The Final Yamato Time Machine
January 1983, Part 1

Stepping over the threshold from 1982 to 1983 must have been sobering for Yamato fans and staff members alike. Now they were actually IN the year Space Battleship Yamato would end. And whereas fans probably thought March 19 couldn’t come soon enough, the staff almost certainly felt the opposite. Like all previous Yamato productions, this one was perpetually behind schedule and far more demanding than they expected.

Stories have since come out about how frantic the final months were on the production side, but fans knew little of this at the time. All they had to go on was what they read in the media, and January had a record-setting amount (which is why this particular Time Machine visit is split in half).

Space Battleship Yamato
Total Collection Special

Gakken Publishing, January 1

This comprehensive book was a spinoff of Gakken’s Animedia magazine, and was the first publication of the final year of the saga.
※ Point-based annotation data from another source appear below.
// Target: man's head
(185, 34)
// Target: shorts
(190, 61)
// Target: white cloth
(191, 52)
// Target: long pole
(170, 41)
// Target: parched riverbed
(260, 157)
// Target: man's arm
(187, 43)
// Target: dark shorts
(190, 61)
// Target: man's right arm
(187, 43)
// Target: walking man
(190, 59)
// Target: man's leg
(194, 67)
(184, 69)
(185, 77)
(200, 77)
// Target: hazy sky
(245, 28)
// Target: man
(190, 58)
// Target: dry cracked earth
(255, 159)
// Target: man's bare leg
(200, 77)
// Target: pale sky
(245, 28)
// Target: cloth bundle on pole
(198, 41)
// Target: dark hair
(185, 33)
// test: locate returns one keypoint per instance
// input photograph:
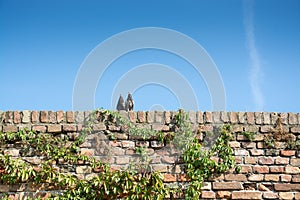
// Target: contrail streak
(256, 71)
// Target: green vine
(57, 150)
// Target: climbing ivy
(200, 163)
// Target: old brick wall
(266, 173)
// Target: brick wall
(266, 173)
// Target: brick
(292, 170)
(44, 117)
(287, 152)
(69, 128)
(256, 177)
(60, 116)
(208, 195)
(286, 195)
(281, 161)
(169, 178)
(261, 169)
(270, 195)
(295, 161)
(271, 177)
(250, 117)
(246, 195)
(25, 116)
(10, 128)
(208, 117)
(17, 117)
(34, 117)
(223, 195)
(83, 170)
(227, 186)
(285, 178)
(256, 152)
(251, 160)
(236, 177)
(286, 186)
(276, 169)
(54, 128)
(266, 160)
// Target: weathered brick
(266, 118)
(241, 117)
(10, 128)
(258, 117)
(227, 186)
(44, 116)
(276, 169)
(270, 195)
(261, 169)
(286, 186)
(169, 177)
(25, 116)
(39, 128)
(54, 128)
(281, 161)
(34, 116)
(251, 160)
(208, 117)
(286, 195)
(250, 117)
(287, 152)
(17, 117)
(236, 177)
(256, 177)
(60, 116)
(150, 116)
(266, 160)
(69, 127)
(208, 195)
(83, 170)
(295, 161)
(293, 118)
(246, 195)
(223, 194)
(292, 170)
(285, 178)
(233, 117)
(256, 152)
(272, 177)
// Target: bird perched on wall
(129, 104)
(121, 103)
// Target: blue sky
(254, 44)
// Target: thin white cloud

It opened with a comprehensive overview, spent a few pages on the development of the first TV series, then went into an encyclopedia and a unique section on the mechanical intricacies of the ship and the protocols of being a crew member.

Those looking for Final Yamato news found it in the form of a new interview with Yoshinobu Nishizaki that summarized the character themes of the story. Read that interview here.
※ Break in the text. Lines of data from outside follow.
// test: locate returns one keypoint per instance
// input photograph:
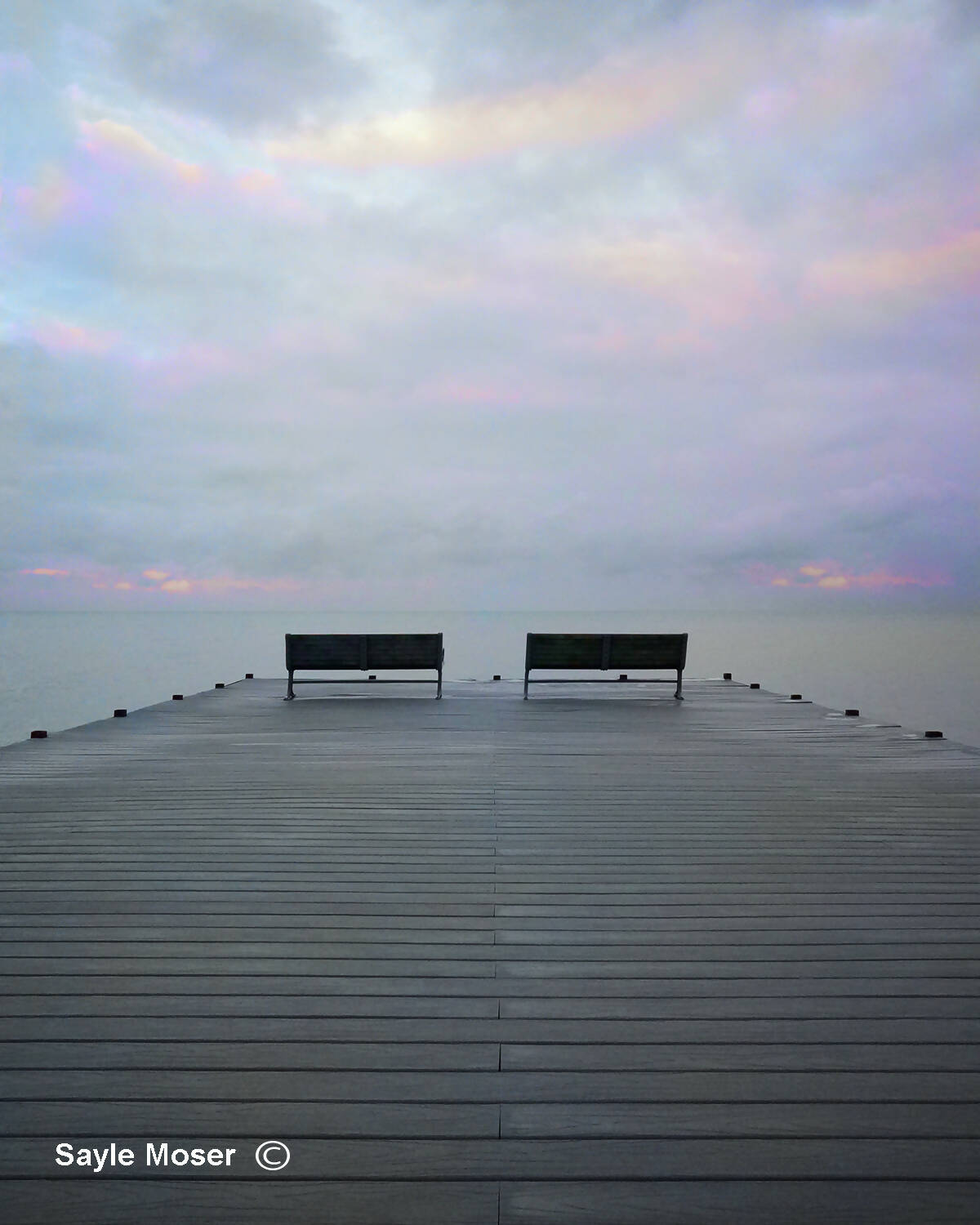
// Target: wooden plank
(381, 1202)
(310, 1085)
(700, 1202)
(511, 1159)
(573, 958)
Space Battleship Yamato Perfect Manuals

Tokuma Shoten, January 5 & 30

With Final Yamato now fast approaching, Tokuma Shoten had limited chances left to ride the Yamato bandwagon, and the Perfect Manuals were absolutely their best efforts. The first volume was a welcome do-over of the first three Yamato Roman Albums (Series 1, Farewell, and Yamato 2), each of which was still special in their own right but no longer lived up to the standards of 1983. Perfect Manual 2 picked up from there with unprecedented coverage of The New Voyage, Be Forever, and Yamato III. There was no Final Yamato material in either of these books, but they certainly came at just the right time to reignite Yamato fever.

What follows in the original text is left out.